In a corner of the Digital Imaging Lab in the basement of UC Berkeley’s Moffitt Library, recent graduate Olivia Dill is checking on the latest shipment of fragile wax recordings from the Phoebe A. Hearst Museum of Anthropology. These hard wax tubes, invented by Thomas Edison in the 1880s, are one of the earliest sound recording media.
Dill is one of several part-time staffers tasked to scan 2,713 of these rare and fragile items made over 100 years ago by the renowned anthropologist, Alfred Kroeber. Taking a newly invented portable recorder into the field, Kroeber was able to capture the linguistic and cultural diversity of California’s Native American community, recording languages now threatened with extinction. The Hearst Museums’s wax cylinder holdings of native speakers are the third largest in the country. Only the Library of Congress and the University of Indiana’s archives have more.

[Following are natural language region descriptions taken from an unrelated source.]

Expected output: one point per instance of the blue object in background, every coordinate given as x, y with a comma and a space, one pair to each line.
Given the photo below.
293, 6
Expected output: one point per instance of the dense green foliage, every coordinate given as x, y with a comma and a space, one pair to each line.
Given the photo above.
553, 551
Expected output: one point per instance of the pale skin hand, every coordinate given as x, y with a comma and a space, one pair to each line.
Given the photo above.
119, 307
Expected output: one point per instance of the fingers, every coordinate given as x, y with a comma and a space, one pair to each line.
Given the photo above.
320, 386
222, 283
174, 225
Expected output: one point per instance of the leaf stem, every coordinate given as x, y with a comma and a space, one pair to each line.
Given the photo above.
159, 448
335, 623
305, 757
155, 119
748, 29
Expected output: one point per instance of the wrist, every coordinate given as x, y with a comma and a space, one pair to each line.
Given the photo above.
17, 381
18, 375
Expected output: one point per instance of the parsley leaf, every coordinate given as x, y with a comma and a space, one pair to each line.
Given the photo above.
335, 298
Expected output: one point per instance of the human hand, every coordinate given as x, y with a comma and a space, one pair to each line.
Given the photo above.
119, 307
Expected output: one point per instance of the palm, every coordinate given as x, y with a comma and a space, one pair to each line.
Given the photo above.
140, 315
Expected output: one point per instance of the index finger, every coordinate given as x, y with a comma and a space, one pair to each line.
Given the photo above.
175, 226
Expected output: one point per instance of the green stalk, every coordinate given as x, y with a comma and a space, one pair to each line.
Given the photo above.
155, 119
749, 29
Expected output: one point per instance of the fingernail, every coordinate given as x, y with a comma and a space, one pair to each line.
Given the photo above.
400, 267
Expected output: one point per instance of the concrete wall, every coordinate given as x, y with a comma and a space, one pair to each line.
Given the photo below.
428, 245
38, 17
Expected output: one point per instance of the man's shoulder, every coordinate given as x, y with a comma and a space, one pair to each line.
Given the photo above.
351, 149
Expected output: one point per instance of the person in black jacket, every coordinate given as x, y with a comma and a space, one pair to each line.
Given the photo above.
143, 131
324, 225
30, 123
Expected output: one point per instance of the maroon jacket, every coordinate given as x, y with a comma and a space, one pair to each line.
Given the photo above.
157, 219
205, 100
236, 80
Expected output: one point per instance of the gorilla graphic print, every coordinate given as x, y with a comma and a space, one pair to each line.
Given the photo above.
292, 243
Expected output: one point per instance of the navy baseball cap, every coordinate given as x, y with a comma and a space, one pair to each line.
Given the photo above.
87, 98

The $450,000 digitization project is now one year into its three-year timeline. Leading the team is a quartet of researchers funded by the National Science Foundation, National Endowment for the Humanities, and UC Berkeley. Co-investigators include UC Berkeley linguistics professor, Andrew Garrett; Erik Mitchell, associate university librarian, director of digital initiatives and publication services; Ira Jacknis, The Hearst’s head of research and publications; and Dr. Carl Haber, particle physicist at the Lawrence Berkeley National Laboratory.
“Without Carl,” laughs Mitchell, “the whole thing doesn’t happen.”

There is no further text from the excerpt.